FOM: Nice Idea! Thanks to Kanovei
till at Informatik.Uni-Bremen.DE
Tue Apr 13 07:41:50 EDT 1999
Kanovei wrote (Mon, 12 Apr 99 08:51:24):
>I think the "experts" call those universes and
>corresponding categories "small" (univ. and cat.),
>that is, I have definitely seen this term in a book,
>as opposed to "large" ones, by full Grothendieck.
I think you cannot mix up small categories and small universes.
The terminology used in the book by Herrlich and Strecker,
generalized to an arbitrary universe, is the following:
Given a univsere U, a subset of U is called an U-class,
and a member of U is called an U-set (or just U-small).

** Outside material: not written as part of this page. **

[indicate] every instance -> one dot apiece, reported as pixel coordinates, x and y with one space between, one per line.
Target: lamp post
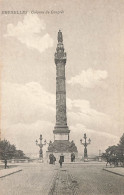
41 146
85 144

A U-category is a U-class of objects together with some
structure, while a U-small category has an U-set of objects.
Many familiar U-categories have (some) U-small limits,
but U-categories having all U-class-indexed limits are degenerated.
U-small categories are of not so much interest, because
U-small categories having all U-small limits are again degenerated,
and the only natural limitation on the size of the
limits to take is a universe U' smaller than U - but
then you can directly work with U'-categories.
When working with just a single universe U, "U-small"
is abbreviated by "small".
The question of smallness of a universe is orthogonal
It makes much more sense to consider the theory
of U-categories for a small universe U, than the
theory of U-small categories for a universe U.